O écrã noticioso pode ter: apresentação/imagem da notícia em curso; logotipo da estação; oráculo simbolizando a notícia em curso ou (caso da TVI) anunciando as próximas; rodapé resumindo a notícia em texto escrito; rodapé rolante com outras notícias, algumas exteriores à narrativa do telejornal (os canais económicos passam a roleta bolsista); e ainda: um relógio; informações quotidianas (temperaturas; principais acções em bolsa).

Esta exuberância desenvolveu-se nos anos 80 nos EUA, quando as grandes cadeias sofreram a primeira crise em décadas; em Portugal, afirmou-se em 2000, quando as três operadoras entraram em crise. A exuberância serve o instinto de sobrevivência, captando atenção, mantendo espectadores (os rodapés permitem um zapping dentro do mesmo canal). Um autor, John Thornton Caldwell, inclui o fenómeno no "estilo excessivo" ou "televisualidade", marcado entre outras características, por "camadas múltiplas e simultâneas de informação perceptual e discursiva, muitas vezes esmagando-o pela combinação de sinais visuais, espaciais, gestuais e icónicos."

Se faz perder uma atraente austeridade formal e de conteúdo, o estilo excessivo veio mostrar que a TV pode carregar muita informação "em simultâneo". Na factura, porém, temos de pagar clamorosos erros de ortografia e gramática dos oráculos, informação desconcertante, autopromoções, desvios de atenção, etc.

A Última Ceia:

"De São Francisco a Los Angeles tive a ventura de visitar sete reproduções em cera da Última Ceia de Leonardo", escrevia Umberto Eco já vai para 20 anos. A cera "é mais real e tem mais" do que o fresco original, dizia-se num duns lugares que Eco visitou.
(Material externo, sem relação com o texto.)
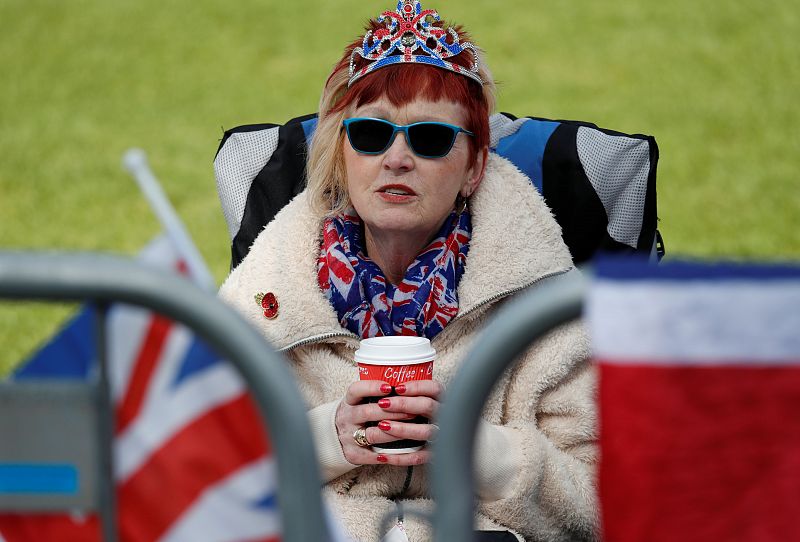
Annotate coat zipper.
[278,331,358,352]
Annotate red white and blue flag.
[587,261,800,542]
[0,237,280,542]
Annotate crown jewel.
[347,0,483,86]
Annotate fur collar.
[220,154,572,349]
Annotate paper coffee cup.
[355,335,436,454]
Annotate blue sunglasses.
[342,117,475,158]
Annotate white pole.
[122,149,216,291]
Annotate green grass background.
[0,0,800,373]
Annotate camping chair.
[214,113,664,268]
[0,253,330,541]
[431,258,800,542]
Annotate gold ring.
[353,427,370,448]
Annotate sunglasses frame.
[342,117,475,159]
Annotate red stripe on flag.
[599,360,800,542]
[0,514,101,542]
[116,315,172,434]
[119,395,270,542]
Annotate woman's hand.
[336,380,442,466]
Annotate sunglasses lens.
[347,119,394,154]
[408,122,456,158]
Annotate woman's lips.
[378,184,417,203]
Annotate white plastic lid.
[355,335,436,365]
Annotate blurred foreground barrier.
[0,252,329,541]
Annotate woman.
[221,0,595,541]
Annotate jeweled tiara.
[347,0,483,87]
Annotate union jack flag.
[0,237,280,542]
[317,208,472,339]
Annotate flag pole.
[122,149,216,291]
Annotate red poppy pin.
[256,292,278,320]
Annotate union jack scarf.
[317,209,472,339]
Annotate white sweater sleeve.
[308,401,358,484]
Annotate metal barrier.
[0,252,330,541]
[430,271,586,542]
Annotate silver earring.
[455,193,469,214]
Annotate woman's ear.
[460,147,489,198]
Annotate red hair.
[326,21,490,161]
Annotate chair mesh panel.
[214,126,278,238]
[576,126,650,248]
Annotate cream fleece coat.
[220,155,597,542]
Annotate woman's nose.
[383,132,414,171]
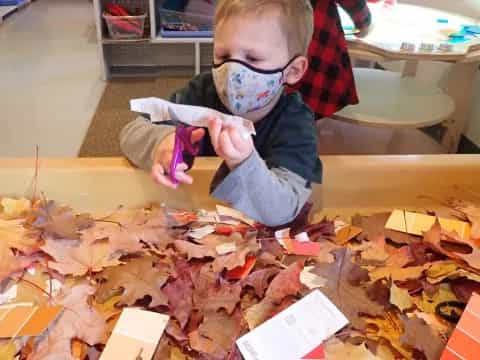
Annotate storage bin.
[157,8,213,38]
[103,13,147,39]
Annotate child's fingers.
[190,129,205,144]
[152,164,178,189]
[219,131,240,158]
[208,117,222,149]
[227,126,252,152]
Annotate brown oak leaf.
[311,248,385,329]
[163,276,193,329]
[28,284,106,360]
[0,219,40,255]
[265,261,303,303]
[95,257,170,307]
[174,240,217,260]
[242,267,280,298]
[400,317,446,360]
[32,201,93,239]
[193,264,242,314]
[41,239,122,276]
[0,241,33,282]
[212,233,260,272]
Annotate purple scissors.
[169,124,200,184]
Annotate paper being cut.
[130,97,255,137]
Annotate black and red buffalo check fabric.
[288,0,371,118]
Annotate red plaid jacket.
[288,0,371,118]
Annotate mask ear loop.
[282,54,301,87]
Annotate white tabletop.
[334,68,455,128]
[340,3,480,57]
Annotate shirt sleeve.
[211,151,312,226]
[336,0,372,29]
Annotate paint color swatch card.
[100,308,170,360]
[385,210,470,240]
[0,303,63,338]
[237,290,348,360]
[440,293,480,360]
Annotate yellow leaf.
[390,282,413,311]
[364,312,412,359]
[0,341,17,360]
[369,265,430,283]
[425,260,480,284]
[0,198,32,219]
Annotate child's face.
[214,9,290,70]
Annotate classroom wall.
[385,0,480,146]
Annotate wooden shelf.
[0,0,31,24]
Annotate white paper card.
[217,205,255,226]
[130,97,255,137]
[237,290,348,360]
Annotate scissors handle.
[170,125,200,184]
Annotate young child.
[295,0,372,119]
[120,0,322,226]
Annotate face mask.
[212,58,295,115]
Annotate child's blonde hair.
[214,0,313,56]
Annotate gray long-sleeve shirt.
[120,74,321,226]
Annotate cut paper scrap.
[385,210,470,240]
[283,238,322,256]
[0,303,63,338]
[217,205,255,226]
[100,308,170,360]
[237,290,348,360]
[335,224,363,245]
[130,97,255,137]
[440,293,480,360]
[225,255,257,280]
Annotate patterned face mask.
[212,57,296,116]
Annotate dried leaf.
[313,249,385,329]
[369,265,429,282]
[28,284,106,360]
[212,233,260,272]
[265,261,303,304]
[197,311,242,352]
[193,264,242,314]
[390,282,413,311]
[401,318,446,360]
[0,242,32,282]
[41,240,122,276]
[95,257,169,307]
[175,240,217,260]
[32,201,93,239]
[0,219,40,255]
[415,284,458,314]
[324,338,381,360]
[163,276,193,329]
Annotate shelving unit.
[94,0,213,79]
[0,0,32,24]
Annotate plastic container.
[157,8,213,38]
[103,13,147,39]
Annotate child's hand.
[208,117,253,170]
[357,21,374,38]
[152,129,205,189]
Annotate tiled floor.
[0,0,104,157]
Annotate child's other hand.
[208,117,253,170]
[152,129,205,189]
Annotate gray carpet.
[79,77,189,157]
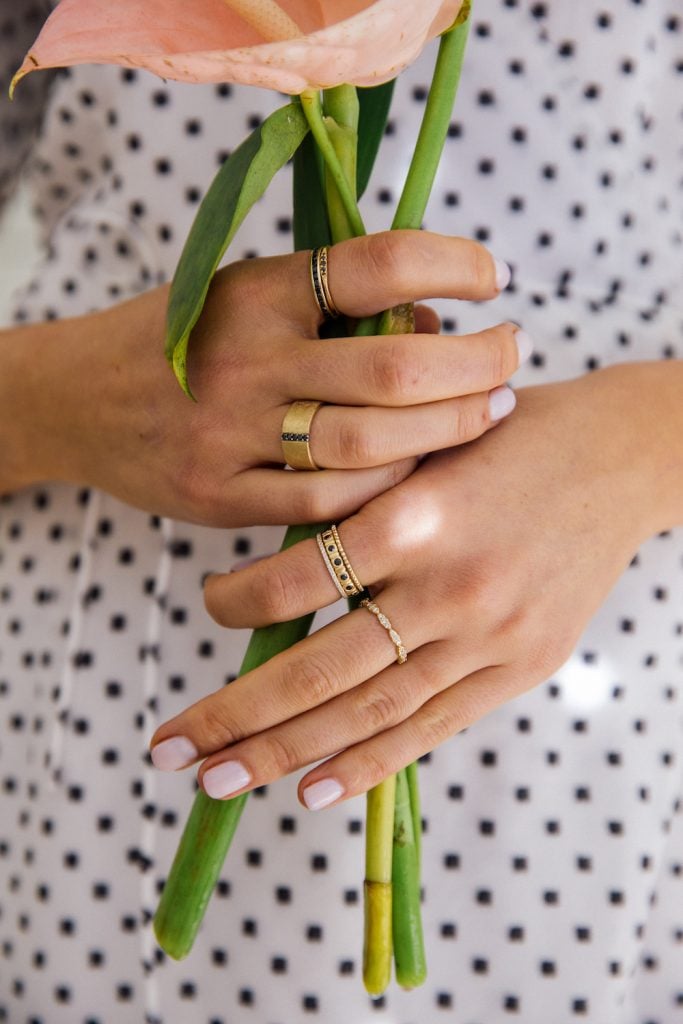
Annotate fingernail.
[202,761,251,800]
[230,551,275,572]
[303,778,344,811]
[150,736,200,771]
[494,259,512,292]
[515,331,533,366]
[488,384,517,422]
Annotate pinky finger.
[298,666,528,811]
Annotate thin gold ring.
[310,246,341,319]
[359,598,408,665]
[280,401,323,469]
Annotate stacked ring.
[315,525,364,597]
[280,401,323,469]
[310,246,340,319]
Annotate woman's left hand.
[152,362,683,809]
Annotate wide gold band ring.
[310,246,341,319]
[280,401,323,469]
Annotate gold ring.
[359,598,408,665]
[310,246,340,319]
[315,525,364,597]
[280,401,323,469]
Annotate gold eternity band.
[280,401,323,469]
[315,526,362,597]
[310,246,340,319]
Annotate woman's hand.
[0,231,529,526]
[152,362,683,809]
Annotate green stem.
[154,526,321,959]
[323,85,359,242]
[405,761,422,868]
[391,769,427,988]
[362,775,396,995]
[391,13,471,228]
[299,89,366,236]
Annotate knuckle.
[420,703,456,751]
[250,566,291,623]
[358,690,403,735]
[454,399,490,444]
[351,748,394,793]
[485,329,511,384]
[282,653,340,710]
[333,420,377,468]
[204,575,228,626]
[293,474,332,522]
[465,242,495,295]
[197,696,242,752]
[367,231,415,295]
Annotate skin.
[152,360,683,806]
[0,231,519,526]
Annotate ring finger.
[204,501,403,626]
[192,644,481,801]
[151,591,433,770]
[256,384,516,469]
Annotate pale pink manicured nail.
[515,331,533,366]
[202,761,251,800]
[303,778,344,811]
[494,259,512,292]
[151,736,200,771]
[488,384,517,422]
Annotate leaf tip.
[171,339,197,401]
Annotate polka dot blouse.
[0,0,683,1024]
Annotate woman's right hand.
[0,231,528,526]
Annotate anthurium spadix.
[12,0,462,95]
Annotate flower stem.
[391,768,427,988]
[362,775,396,995]
[323,85,360,242]
[391,13,471,228]
[154,526,321,959]
[299,89,366,236]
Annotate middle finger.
[151,592,432,770]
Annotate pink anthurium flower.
[12,0,462,94]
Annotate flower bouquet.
[17,0,470,995]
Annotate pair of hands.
[145,236,680,809]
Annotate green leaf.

Podia ter sido em Las Vegas, que é capital do estilo excessivo, como L.A. - mas mais orgulhosa de o ser, mais consciente e honesta (!) porque o estilo excessivo é para o "espectador" da cidade um fim em si, não serve para mais nada. O arquitecto Robert Venturi escreveu que ao invés das outras cidades, que comunicam para poder funcionar, Las Vegas funciona para poder comunicar - estilo excessivo, acrescento eu. Em Sete Palmos de Terra (RTP2, 20.08) Nate e Dave participam em Las Vegas numa reunião dos cangalheiros dos EUA. Todos se entregam aos excessos que a cidade oferece - e, exposta numa sala do hotel onde se realiza a convenção, lá estava, ela, a Última Ceia de Leonardo, decorando um luxuoso caixão, mais real e com mais cor e desenho que Da Vinci.
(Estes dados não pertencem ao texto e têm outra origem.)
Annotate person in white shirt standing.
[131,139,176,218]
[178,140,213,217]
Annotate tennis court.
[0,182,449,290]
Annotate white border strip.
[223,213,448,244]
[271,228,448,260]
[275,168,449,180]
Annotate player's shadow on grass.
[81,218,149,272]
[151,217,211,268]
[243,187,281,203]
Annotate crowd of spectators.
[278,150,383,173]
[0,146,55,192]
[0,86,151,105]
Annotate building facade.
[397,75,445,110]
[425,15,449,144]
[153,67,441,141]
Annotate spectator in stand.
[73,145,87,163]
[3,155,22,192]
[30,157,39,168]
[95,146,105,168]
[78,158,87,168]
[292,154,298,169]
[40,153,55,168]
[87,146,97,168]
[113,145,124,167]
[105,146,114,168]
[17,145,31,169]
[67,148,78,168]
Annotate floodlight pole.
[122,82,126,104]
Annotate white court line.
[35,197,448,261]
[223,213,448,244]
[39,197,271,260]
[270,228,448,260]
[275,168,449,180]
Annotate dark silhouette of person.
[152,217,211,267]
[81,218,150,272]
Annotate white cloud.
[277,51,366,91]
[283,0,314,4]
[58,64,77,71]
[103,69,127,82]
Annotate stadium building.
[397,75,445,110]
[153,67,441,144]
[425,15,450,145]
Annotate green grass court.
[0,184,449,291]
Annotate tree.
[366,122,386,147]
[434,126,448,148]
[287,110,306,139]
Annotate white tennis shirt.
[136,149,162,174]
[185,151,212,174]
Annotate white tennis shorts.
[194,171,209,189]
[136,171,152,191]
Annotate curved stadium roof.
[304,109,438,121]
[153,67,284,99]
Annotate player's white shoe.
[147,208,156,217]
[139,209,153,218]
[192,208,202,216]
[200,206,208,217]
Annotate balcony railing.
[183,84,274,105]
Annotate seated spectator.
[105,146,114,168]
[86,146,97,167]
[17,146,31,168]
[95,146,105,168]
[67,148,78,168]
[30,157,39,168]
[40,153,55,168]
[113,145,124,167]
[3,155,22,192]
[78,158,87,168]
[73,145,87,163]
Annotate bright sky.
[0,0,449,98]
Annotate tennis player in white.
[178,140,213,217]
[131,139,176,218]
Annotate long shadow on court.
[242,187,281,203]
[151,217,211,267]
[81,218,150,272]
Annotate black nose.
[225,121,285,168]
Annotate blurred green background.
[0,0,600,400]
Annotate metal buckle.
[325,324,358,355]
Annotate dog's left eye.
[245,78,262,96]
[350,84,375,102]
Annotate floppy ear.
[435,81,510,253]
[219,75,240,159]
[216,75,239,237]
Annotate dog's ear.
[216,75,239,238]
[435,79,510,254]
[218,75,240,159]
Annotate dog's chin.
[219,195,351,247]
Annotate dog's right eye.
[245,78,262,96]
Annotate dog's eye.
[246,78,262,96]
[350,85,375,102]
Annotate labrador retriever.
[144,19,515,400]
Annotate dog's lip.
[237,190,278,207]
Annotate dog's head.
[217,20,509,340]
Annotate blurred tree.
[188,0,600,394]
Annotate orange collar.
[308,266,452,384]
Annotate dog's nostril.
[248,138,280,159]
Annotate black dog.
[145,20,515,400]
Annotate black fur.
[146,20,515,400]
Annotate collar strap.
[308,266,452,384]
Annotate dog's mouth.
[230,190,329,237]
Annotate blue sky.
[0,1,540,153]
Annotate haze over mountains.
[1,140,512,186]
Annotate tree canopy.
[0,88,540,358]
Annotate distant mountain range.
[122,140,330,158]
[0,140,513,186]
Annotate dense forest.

O guardador de audiências:

primeiro acto: a reportagem de Ana Leal cria o personagem pequeno Daniel, seis anos, guardador de vacas que nunca viu o mar e a cidade. Segundo acto: O apocalipse bom desce de helicóptero em Pitões das Júnias. A bordo seguem as câmaras e Mantorras do Benfica. Do helicóptero TVI, Daniel vê o mar e a cidade. Terceiro acto: o apocalipse bom inverte-se, agora o Daniel vem à cidade assistir ao Benfica-Real Madrid num estádio escavacado, tal como no filme de Coppola os soldados chegam ao estádio no meio da selva. O jogo de futebol, guardador do fluxo televisivo, serviu para a TVI mostrar também o pequeno personagem em campo e fora de campo e para promover todos os programas da rentrée. Sem dizer, porém, que o Daniel é um trunfo em pré-rentrée. Ele é um guardador de audiências. As crianças dão audiências porque as audiências são hoje, em primeiro lugar, feitas pelas escolhas das crianças. Seria bom que a TVI parasse de explorar o Daniel, ficando-se por este terceiro acto, feliz. Só aos deuses cabe, se couber, interferir no destino. O estilo excessivo não é deus.
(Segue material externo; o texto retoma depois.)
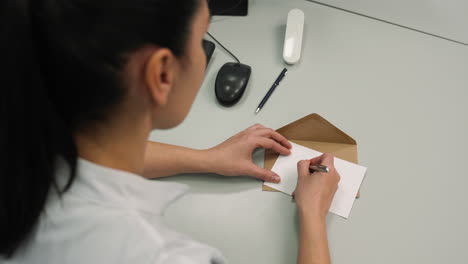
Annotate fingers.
[244,124,265,132]
[247,164,280,183]
[255,137,291,155]
[297,160,310,178]
[310,153,335,167]
[254,128,292,149]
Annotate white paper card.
[265,142,367,218]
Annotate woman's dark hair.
[0,0,200,258]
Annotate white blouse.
[0,159,225,264]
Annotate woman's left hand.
[207,124,291,182]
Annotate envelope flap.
[277,114,356,145]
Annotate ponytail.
[0,0,201,258]
[0,0,77,258]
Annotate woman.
[0,0,339,264]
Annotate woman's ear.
[145,48,176,106]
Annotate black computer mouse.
[215,62,252,106]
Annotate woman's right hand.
[293,153,340,218]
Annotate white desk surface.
[310,0,468,43]
[151,0,468,264]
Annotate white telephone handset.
[283,9,304,64]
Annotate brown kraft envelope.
[262,114,359,198]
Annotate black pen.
[255,68,288,113]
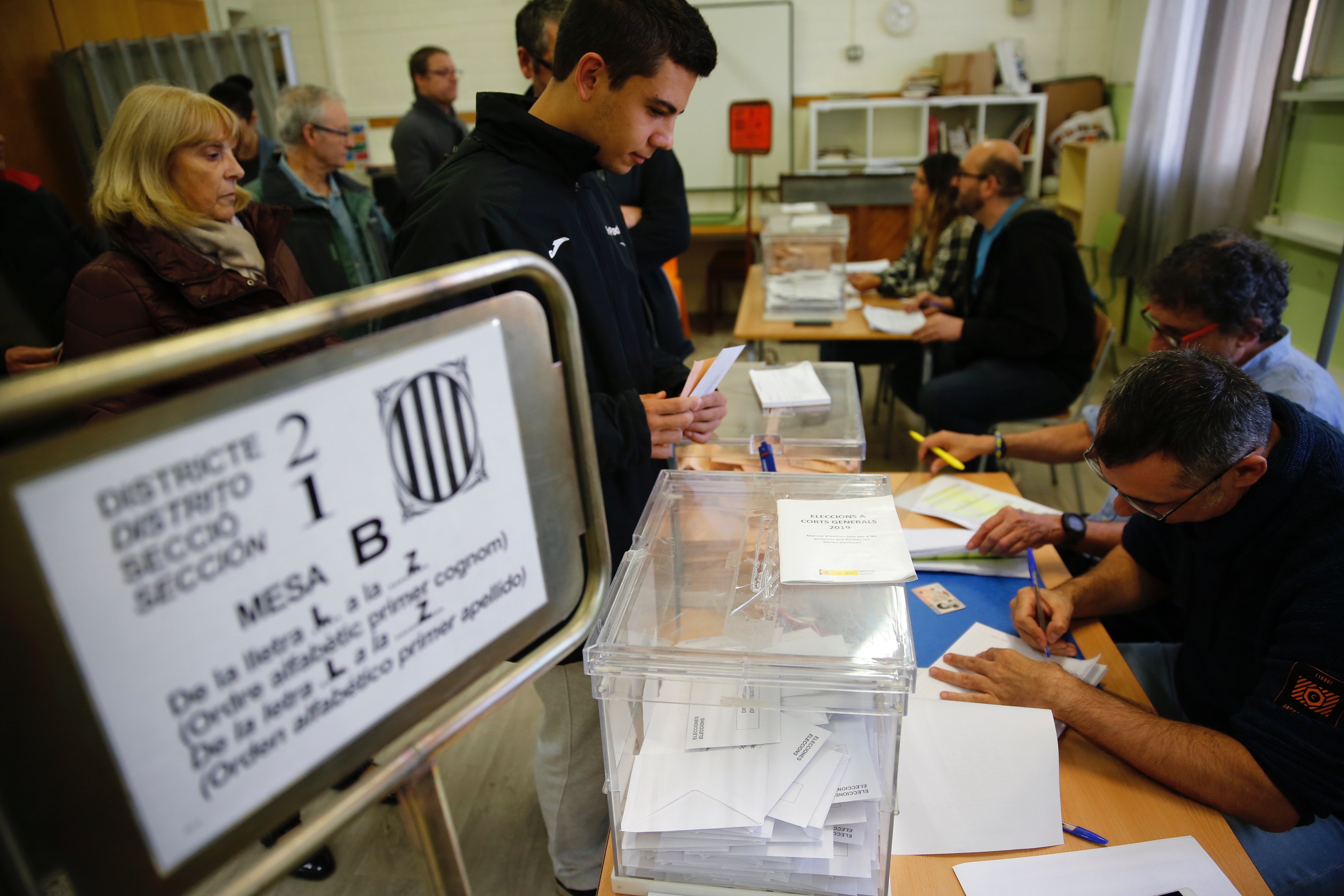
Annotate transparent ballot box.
[761,211,849,321]
[676,361,868,473]
[584,470,915,896]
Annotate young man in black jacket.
[390,0,726,893]
[902,140,1097,433]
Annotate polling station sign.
[15,320,546,873]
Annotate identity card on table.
[778,496,915,584]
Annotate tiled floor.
[189,329,1133,896]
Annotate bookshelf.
[808,94,1046,196]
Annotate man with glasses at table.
[931,349,1344,896]
[919,230,1344,596]
[248,85,394,305]
[392,47,466,199]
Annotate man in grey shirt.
[919,228,1344,567]
[392,47,466,199]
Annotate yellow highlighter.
[910,430,966,473]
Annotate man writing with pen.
[931,349,1344,896]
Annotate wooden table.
[733,265,910,357]
[598,473,1270,896]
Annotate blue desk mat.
[906,572,1083,668]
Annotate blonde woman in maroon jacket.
[64,85,335,419]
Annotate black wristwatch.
[1059,513,1087,548]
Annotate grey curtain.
[1114,0,1292,277]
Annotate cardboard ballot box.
[584,470,915,896]
[761,211,849,321]
[676,361,868,473]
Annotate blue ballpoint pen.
[1027,548,1050,657]
[761,442,776,473]
[1063,821,1110,846]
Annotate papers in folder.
[618,630,890,895]
[747,361,831,411]
[863,305,925,336]
[896,476,1062,529]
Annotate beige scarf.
[175,215,266,282]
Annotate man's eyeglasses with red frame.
[1138,302,1218,348]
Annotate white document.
[827,716,882,803]
[952,837,1238,896]
[777,496,915,584]
[747,361,831,410]
[621,750,768,833]
[891,700,1059,854]
[863,305,926,336]
[691,344,746,398]
[774,750,849,827]
[896,476,1060,529]
[685,681,779,750]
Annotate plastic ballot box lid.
[676,361,868,473]
[584,470,915,698]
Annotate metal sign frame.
[0,251,611,896]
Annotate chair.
[980,306,1115,513]
[704,248,747,333]
[1078,211,1125,302]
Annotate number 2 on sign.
[275,414,327,525]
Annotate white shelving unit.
[808,94,1046,196]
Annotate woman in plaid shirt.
[849,152,976,298]
[821,152,976,391]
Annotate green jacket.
[247,150,391,295]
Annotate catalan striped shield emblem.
[378,360,485,518]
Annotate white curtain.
[1115,0,1292,275]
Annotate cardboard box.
[933,51,995,97]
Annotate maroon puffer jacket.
[64,205,339,420]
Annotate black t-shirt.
[1124,395,1344,821]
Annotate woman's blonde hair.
[89,83,251,230]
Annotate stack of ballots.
[621,629,884,896]
[584,470,915,896]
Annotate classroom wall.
[234,0,1148,115]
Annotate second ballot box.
[584,470,915,896]
[676,361,868,473]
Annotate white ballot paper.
[896,476,1060,529]
[778,496,915,584]
[747,361,831,410]
[863,305,925,336]
[621,750,769,833]
[685,681,779,750]
[891,700,1064,854]
[915,622,1109,737]
[951,833,1237,896]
A tragédia de Jessica e Holly:

o mundo é cruel. Todos os dias há crianças raptadas, violadas, agredidas, assassinadas. O silêncio da rotação quotidiana do mundo abafa o grito da aritmética medonha das suas tragédias sem fim. Nem sempre o mundo se cala, porém - e escolhe uma ou outra tragédia para viver colectivamente.

O que destacou o horror de Jessica e Holly do seio desse mar de tantas tragédias que ficam por contar? O que distinguiu foi que a tragédia das duas meninas inglesas se pôde organizar enquanto tragédia televisiva.

Primeiro, as vítimas eram crianças, e meninas, os mais inocentes dos seres humanos.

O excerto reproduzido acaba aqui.